How Much Can You Afford?
You’ll need to answer this before you start looking at property and start shopping for a loan.
An easy way to do this to play with this handy tool from Freddie Mac.
The reasons for affordability calculations are twofold. First, you don’t want to waste time looking at houses you can’t afford. It’s better to start looking properties at or below the bottom of your price range and work your way up. Second, your lender may indicate you could afford more house than you may be comfortable. They’ll ask for detailed financial information when you apply but they may not uncover every expense such grocery expenses, gas, travel, health insurance, hobbies, entertainment, etc.
The following steps will help:
- List all sources of income and determine the amount after taxes.
- List all your recurring expenses (bills you pay every month such as car payments, student loans, utilities and insurance.)
- Estimate all other monthly expenses for items such as food, gas, utilities, recreation, etc.
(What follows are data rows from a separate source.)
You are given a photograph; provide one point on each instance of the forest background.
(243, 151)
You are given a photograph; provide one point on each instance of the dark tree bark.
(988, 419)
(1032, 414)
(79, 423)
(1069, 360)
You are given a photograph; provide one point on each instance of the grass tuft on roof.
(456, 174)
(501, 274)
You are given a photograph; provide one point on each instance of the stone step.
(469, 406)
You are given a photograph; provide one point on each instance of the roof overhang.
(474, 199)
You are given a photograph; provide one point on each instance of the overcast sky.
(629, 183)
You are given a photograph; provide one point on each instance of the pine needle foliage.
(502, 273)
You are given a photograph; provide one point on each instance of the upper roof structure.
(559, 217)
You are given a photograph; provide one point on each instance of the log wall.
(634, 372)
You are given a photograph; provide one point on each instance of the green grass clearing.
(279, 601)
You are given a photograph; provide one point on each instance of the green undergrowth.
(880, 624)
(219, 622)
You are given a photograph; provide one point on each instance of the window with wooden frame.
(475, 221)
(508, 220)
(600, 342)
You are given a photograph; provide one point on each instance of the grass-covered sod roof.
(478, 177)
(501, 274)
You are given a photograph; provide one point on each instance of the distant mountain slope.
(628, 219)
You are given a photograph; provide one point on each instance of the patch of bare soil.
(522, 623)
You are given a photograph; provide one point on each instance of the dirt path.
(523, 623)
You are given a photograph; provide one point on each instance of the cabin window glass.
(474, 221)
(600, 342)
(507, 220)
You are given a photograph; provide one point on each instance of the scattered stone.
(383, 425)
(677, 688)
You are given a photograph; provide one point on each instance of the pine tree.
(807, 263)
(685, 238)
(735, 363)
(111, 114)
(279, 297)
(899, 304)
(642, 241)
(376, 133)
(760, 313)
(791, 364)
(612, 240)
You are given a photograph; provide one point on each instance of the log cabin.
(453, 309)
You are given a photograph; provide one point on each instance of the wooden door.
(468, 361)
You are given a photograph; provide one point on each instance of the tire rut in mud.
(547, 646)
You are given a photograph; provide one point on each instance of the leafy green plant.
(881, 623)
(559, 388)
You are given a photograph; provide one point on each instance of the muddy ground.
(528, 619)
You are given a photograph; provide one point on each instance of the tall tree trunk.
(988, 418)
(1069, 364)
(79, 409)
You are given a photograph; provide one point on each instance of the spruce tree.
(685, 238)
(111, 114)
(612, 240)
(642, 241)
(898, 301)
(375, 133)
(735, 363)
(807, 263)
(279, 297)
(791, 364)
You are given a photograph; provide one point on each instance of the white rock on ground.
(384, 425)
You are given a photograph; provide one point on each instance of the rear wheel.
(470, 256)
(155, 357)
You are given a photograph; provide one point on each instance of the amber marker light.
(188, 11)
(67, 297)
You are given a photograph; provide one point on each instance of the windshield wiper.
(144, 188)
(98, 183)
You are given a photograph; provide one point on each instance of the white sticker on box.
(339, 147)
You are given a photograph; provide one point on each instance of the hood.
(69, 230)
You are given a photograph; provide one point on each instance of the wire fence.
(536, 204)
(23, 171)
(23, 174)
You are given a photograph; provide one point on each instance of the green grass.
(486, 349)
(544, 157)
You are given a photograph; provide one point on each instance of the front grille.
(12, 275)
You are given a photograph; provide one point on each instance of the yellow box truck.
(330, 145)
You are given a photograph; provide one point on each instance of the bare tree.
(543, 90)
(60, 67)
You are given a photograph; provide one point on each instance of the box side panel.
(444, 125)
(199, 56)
- List the new expenses that you may have as a homeowner. These expenses will depend on the type of property. For example, a condo may have a homeowners’ association (HOA) fee to fund common area maintenance and improvements. Other expenses include property taxes, insurance and home improvement projects. If you’re moving farther from where you work, your transportation costs may increase.
- Determine how much is left over.
When you make this final calculation don’t forget to leave room to save for emergencies, retirement and whatever else you have in your financial plan.